Published in final edited form as: J Chromatogr A. 2011 Mar 21;1218(20):3118–3123. doi: 10.1016/j.chroma.2011.03.026

Chiral Capillary Electrophoresis – Mass Spectrometry of Tetrahydroisoquinoline-derived Neurotoxins: Observation of Complex Stereoisomerism

Hao Wu 1, Baiqing Yuan 1, Yi-Ming Liu 1,
PMCID: PMC3088083  NIHMSID: NIHMS285551  PMID: 21470616

Abstract

Previous studies have shown that certain 1,2,3,4-tetrahydroisoquinoline derivatives (TIQs) are neurotoxins inducing Parkinsonism. Further, individual enantiomers of these toxins such as (R/S)-N-methylsalsolinol ((R/S)-NMSal) possess distinct neurotoxicological properties. In this work, a chiral capillary electrophoresis (CE) method with electrospray ionization-tandem mass spectrometric (ESI-MS/MS) detection was developed for the quantification of TIQ enantiomers. Enantioseparation was achieved with sulfated β-cyclodextrin (sulfated β-CD) as chiral selector. To avoid any potential contamination of MS ionization source by the non-volatile chiral selector, partial filling technique was deployed in the CE separation. TIQ derivatives, including (R/S)-6,7-dihydroxy-1-methy-TIQ (salsolinol, Sal), (R/S)-1-benzyl-TIQ (BTIQ), and (R/S)-NMSal, were base-line resolved with resolution values (R) ranging from 3 (for Sal) to 4.5 (for BTIQ), which were much better than those reported previously by HPLC methods. ESI-MS/MS detection of the resolved TIQ enantiomers was specific and sensitive (LOD = 1.2 μM for Sal enantiomers). The proposed chiral CE-MS/MS method was used to study in vitro formation of (R/S)-NMSal. It was found that NMSal was formed from the incubation of epinine (a dopamine metabolite) with acetaldehyde (a metabolite of alcohol). More interestingly, four isomers of NMSal were separated and detected in the incubation solution. They were identified as (R)-e.e-NMSal, (R)-e.a-NMSal, (S)-e.e-NMSal, and (S)-e.a-NMSal. This was the first lab evidence that this parkinsonian neurotoxin exists in multiple isomeric forms.
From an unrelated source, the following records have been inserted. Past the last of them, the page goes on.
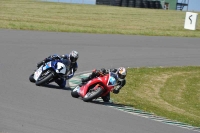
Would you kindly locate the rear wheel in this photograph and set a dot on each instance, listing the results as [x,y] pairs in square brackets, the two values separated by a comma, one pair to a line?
[92,94]
[31,78]
[74,94]
[43,79]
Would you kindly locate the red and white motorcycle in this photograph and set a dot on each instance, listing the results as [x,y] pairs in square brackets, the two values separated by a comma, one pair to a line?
[96,87]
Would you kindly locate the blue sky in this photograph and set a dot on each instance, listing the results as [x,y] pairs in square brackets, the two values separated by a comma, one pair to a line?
[194,5]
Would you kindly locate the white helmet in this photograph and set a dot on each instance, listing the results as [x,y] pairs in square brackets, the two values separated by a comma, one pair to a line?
[121,73]
[73,56]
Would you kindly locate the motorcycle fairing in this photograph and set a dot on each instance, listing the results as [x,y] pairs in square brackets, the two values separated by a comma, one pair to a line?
[100,81]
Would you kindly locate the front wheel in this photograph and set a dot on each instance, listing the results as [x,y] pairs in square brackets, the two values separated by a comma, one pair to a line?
[92,94]
[31,78]
[44,79]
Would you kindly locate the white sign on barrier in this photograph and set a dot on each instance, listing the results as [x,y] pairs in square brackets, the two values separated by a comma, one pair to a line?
[190,20]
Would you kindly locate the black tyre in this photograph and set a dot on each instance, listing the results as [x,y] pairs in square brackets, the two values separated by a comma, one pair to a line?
[44,79]
[31,78]
[74,94]
[92,94]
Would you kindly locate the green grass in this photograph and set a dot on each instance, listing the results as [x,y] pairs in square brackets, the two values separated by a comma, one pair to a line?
[172,92]
[62,17]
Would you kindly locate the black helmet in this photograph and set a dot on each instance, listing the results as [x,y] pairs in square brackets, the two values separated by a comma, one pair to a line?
[121,73]
[73,56]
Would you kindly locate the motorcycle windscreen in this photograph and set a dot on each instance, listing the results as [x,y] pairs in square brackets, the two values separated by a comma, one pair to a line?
[67,64]
[112,80]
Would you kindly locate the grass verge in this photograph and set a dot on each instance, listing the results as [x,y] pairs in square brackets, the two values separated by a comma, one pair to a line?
[63,17]
[172,92]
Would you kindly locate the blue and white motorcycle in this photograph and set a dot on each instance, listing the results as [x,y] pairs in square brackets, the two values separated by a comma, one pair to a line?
[50,71]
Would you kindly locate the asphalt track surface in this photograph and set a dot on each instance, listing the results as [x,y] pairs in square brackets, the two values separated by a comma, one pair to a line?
[27,108]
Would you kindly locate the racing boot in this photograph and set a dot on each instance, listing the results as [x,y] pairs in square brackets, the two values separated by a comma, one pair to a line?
[85,79]
[106,98]
[40,63]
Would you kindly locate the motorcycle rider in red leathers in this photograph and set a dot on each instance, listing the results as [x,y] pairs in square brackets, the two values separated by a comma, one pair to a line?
[120,74]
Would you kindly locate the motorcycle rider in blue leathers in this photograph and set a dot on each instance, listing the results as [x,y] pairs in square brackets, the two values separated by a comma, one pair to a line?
[72,57]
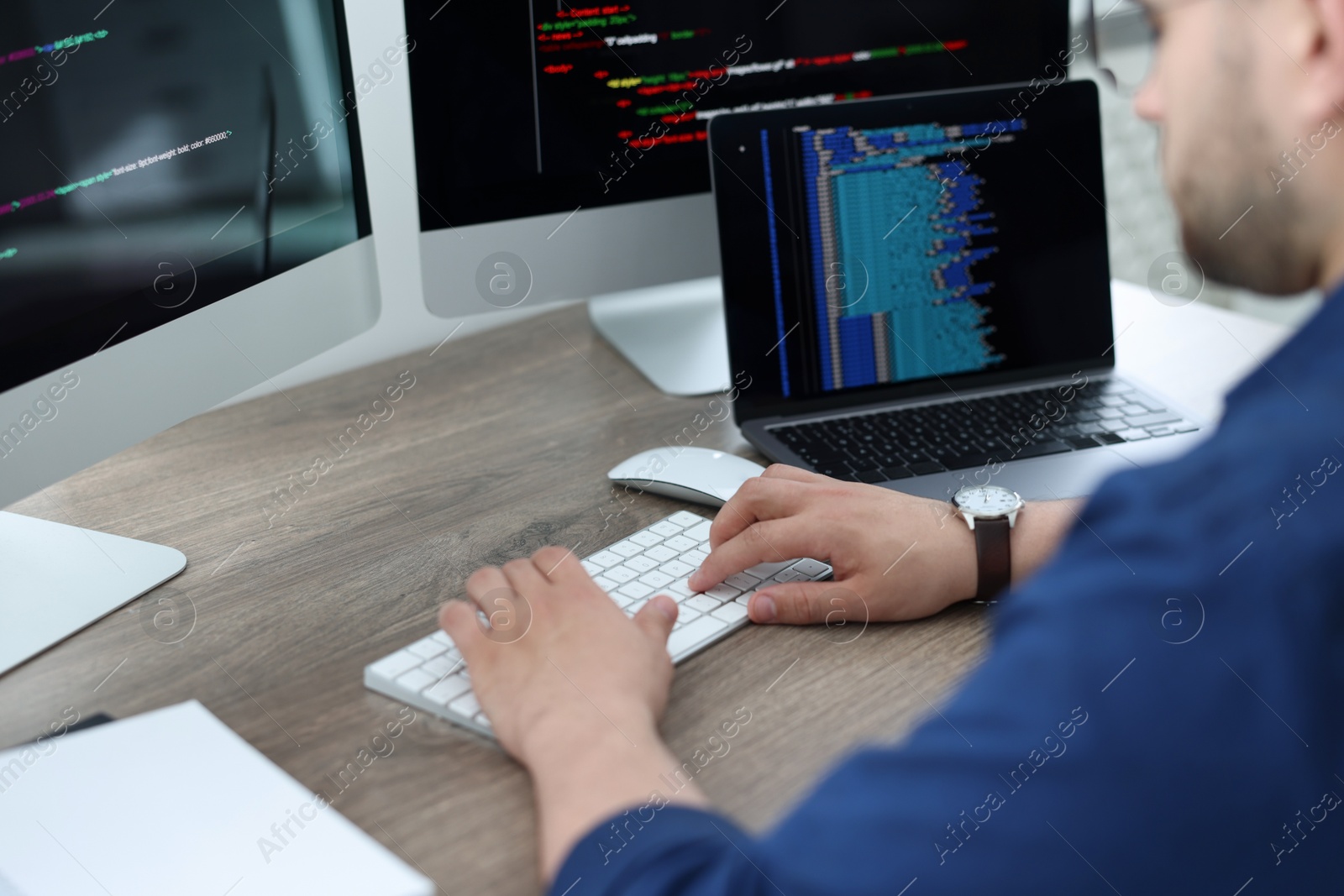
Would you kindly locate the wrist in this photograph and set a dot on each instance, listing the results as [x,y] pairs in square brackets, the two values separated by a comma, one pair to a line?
[562,735]
[1041,527]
Keywords: Chiral capillary electrophoresis, mass spectrometry, neurotoxin, tetrahydroisoquinoline, N-methylsalsolinol, stereoisomer

1. Introduction

It is well documented that some tetrahydroisoquinoline derivatives such as N-methylsalsolinol (NMSal) cause neurotoxicological damages similar to those caused by 1-methyl-4-phenyl-1,2,3,6-tetrahydropyridine (MPTP) [1-3]. MPTP is a well known synthetic neurotoxin that causes Parkinsonism in humans, monkeys, and various animals [4]. Therefore, study on TIQs' neurotoxicity has been intensive [5-7]. Very importantly, it has been found that many chiral TIQ compounds exhibit enantioselective neurotoxicity, that is the two enantiomers possess distinct neurotoxicological properties [8-10]. For example, (R)-enantiomer of NMSal was found 1000 times more potent to induce Parkinsonism in rat than the (S)-enantiomer [2, 11]. Study on TIQs' enantioselective neurotoxicity requires sensitive quantification of these toxic compounds with stereochemical selectivity.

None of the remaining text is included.